Brent Hannon/TAIPEI
Taiwan's two largest carriers have reported a financially sound 1999. China Airlines (CAL) pulled out of the Asian downturn and posted a pre-tax profit after making a loss a year earlier, and rival EVA Air turned in healthy net earnings.
CAL's $91 million pre-tax profit compares with an $89 million pre-tax loss in 1998 - and comes as foreign carriers prepare bids for a stake in the flag carrier - while EVA's $37 million net result was significantly up on 1998's $2.3 million profit figure.
Lower interest rates and operating costs, with higher revenues in a resurgent market, more than offset the impact of rising fuel prices, suspension of services to the Philippines on 1 October and Taiwan's damaging September earthquake. CAL also lost a Boeing MD-11 in a crash in Hong Kong in August.

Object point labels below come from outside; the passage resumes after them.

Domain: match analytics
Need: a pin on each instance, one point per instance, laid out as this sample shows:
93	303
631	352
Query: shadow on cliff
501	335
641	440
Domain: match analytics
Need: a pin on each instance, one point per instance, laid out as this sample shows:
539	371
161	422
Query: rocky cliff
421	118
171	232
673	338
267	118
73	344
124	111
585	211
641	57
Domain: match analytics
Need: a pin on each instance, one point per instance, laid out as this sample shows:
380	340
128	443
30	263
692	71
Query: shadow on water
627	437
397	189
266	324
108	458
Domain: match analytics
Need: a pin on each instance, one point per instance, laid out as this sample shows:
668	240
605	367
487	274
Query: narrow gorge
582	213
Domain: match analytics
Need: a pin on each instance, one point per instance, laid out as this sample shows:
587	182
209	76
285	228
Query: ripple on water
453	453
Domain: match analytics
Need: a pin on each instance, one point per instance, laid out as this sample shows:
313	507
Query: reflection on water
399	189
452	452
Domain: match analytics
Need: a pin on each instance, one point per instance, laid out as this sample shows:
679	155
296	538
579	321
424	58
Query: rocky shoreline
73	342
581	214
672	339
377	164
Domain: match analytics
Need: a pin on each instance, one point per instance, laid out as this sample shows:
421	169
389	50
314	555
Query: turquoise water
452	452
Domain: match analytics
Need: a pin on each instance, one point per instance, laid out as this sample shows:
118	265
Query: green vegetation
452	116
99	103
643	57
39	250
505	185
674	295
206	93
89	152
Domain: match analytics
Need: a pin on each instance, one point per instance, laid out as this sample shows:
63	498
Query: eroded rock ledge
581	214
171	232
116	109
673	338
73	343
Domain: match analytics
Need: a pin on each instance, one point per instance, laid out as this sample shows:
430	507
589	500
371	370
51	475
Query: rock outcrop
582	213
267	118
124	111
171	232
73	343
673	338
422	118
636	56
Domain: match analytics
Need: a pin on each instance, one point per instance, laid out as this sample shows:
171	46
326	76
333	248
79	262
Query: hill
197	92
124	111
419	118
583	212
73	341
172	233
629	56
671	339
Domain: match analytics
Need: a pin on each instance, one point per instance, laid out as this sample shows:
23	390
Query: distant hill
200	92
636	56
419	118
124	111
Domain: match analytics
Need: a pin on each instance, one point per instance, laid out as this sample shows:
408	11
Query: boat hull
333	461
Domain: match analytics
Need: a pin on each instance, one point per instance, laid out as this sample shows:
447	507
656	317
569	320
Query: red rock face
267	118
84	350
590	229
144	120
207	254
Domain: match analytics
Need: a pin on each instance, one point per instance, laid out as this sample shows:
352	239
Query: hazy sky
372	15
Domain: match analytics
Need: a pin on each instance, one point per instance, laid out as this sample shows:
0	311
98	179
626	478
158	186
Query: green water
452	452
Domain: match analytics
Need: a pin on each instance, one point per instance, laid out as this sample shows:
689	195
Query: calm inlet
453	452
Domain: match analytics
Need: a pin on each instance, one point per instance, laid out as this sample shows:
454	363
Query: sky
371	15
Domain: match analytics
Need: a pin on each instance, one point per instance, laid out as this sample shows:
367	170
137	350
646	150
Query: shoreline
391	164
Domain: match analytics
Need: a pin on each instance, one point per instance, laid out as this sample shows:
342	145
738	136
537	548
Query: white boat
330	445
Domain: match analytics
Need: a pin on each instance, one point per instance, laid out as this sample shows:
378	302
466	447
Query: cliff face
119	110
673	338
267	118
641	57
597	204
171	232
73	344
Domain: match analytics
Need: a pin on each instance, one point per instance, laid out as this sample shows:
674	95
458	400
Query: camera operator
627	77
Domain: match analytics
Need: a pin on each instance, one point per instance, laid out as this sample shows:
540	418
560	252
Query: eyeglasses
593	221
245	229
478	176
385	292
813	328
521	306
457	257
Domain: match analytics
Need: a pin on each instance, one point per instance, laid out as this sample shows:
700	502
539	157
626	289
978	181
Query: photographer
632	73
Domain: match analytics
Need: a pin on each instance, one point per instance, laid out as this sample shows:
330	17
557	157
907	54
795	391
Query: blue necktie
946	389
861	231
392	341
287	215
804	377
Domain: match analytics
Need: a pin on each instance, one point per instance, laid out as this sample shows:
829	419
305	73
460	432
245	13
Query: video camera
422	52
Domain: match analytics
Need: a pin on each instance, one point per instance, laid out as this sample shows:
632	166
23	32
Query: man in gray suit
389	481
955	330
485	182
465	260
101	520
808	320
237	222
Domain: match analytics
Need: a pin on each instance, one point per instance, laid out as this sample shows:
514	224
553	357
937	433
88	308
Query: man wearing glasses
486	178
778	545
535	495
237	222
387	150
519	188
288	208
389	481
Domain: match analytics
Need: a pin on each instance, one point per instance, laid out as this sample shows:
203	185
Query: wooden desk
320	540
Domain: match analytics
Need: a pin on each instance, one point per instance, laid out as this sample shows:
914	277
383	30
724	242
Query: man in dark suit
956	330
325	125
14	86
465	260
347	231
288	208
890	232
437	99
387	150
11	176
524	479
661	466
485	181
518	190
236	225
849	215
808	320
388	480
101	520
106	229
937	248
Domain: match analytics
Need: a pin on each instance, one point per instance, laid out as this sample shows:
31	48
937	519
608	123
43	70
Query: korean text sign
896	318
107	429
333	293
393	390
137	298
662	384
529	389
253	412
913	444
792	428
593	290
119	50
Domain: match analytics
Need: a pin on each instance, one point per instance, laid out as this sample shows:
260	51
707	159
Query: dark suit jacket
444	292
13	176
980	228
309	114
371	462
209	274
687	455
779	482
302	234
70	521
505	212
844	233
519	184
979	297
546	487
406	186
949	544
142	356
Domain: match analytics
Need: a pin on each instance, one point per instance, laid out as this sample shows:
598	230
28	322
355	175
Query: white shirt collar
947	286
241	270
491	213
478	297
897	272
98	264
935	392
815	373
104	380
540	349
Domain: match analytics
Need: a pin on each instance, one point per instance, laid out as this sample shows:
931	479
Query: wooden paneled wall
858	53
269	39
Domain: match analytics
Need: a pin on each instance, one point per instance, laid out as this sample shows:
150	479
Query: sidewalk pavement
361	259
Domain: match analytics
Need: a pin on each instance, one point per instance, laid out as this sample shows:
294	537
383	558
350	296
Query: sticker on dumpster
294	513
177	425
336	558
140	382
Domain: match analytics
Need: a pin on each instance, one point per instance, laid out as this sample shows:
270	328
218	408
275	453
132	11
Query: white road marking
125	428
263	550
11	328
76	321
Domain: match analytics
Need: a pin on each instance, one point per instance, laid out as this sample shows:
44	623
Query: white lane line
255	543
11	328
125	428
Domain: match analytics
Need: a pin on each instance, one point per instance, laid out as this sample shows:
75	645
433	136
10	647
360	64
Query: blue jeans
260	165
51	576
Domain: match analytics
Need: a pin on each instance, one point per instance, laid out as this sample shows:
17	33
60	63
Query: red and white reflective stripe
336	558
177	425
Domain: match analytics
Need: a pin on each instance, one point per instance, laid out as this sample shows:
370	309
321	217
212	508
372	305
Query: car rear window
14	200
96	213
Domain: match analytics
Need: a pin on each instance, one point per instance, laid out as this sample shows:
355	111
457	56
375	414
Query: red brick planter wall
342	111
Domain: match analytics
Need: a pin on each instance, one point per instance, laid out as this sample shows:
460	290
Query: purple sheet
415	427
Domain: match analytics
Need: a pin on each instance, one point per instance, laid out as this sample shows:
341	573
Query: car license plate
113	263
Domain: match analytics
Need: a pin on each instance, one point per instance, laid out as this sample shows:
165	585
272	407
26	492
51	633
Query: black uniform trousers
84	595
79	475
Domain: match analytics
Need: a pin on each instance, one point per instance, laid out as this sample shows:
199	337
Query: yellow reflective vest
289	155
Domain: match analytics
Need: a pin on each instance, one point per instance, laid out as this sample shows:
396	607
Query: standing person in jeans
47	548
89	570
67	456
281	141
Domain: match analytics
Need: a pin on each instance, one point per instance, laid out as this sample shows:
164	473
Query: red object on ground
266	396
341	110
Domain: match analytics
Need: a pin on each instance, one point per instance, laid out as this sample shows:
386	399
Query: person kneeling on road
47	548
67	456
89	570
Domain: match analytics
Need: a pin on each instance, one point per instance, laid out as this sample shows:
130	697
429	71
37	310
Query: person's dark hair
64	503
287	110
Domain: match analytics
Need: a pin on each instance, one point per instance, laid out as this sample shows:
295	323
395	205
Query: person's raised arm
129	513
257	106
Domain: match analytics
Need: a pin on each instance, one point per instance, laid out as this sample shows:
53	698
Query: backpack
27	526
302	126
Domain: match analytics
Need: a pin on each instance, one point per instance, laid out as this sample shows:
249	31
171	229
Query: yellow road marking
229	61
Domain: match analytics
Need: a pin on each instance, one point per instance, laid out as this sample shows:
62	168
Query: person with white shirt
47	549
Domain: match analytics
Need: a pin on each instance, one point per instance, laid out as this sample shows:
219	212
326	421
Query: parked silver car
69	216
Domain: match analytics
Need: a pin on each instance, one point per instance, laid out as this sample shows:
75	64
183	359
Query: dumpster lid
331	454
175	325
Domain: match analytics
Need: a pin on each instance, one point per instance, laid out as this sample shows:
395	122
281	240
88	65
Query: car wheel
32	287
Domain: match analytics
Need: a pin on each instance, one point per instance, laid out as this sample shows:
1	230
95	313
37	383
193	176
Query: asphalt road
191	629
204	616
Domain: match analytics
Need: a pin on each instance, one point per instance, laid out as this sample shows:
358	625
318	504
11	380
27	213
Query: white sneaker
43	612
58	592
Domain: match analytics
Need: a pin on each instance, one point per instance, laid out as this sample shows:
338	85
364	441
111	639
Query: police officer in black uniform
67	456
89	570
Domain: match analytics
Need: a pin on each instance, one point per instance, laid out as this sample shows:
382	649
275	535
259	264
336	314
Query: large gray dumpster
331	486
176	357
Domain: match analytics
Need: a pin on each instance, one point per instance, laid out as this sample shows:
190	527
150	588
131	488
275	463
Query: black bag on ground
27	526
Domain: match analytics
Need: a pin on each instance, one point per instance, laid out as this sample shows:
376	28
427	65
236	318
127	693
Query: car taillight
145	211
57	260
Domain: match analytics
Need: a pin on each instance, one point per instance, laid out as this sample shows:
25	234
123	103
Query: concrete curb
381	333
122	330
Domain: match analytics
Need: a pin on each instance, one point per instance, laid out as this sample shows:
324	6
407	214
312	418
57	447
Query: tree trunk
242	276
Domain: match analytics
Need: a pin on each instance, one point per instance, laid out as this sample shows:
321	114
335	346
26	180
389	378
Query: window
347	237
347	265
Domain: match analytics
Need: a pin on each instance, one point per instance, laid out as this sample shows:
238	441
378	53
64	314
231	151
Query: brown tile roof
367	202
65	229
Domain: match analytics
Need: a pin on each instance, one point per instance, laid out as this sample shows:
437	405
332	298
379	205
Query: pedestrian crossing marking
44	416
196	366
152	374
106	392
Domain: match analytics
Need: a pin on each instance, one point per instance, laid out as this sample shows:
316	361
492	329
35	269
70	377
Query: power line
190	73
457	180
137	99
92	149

CAL's turnover improved by 18% last year, to $1.99 billion, with passenger volume up by 9.1% and passenger load factor up by three points, to 72%. Cargo volume, hit hardest during the slump, bounced back even more strongly, up by 20%. EVA's turnover rose by nearly 12% last year, to $1.56 billion, with cargo accounting for 44% of total revenue. EVA predicts an increase of nearly 9% this year, to $1.7 billion.
CAL's return to profitability comes as China Aviation Development Foundation prepares to sell up to half of its 71% stake in the carrier. CAL sources say a KLM/ Northwest Airlines partnership, UPS and a second US cargo carrier have been briefed on its operations ahead of a 22 February deadline.
• EVA subsidiary Evergreen Airways Services Macau has bought 2 million shares in Air Macau for $3.2 million from China National Aviation Corp Macau, giving it a 5% stake in the carrier. An existing relationship allows EVA passengers to through-ticket to mainland destinations, and permits cargo shipping between Taiwan and China. Unlike Hong Kong, Macau is visa-free for Taiwanese and, last year, about 800,000 Taiwanese travelled there, many going on to China.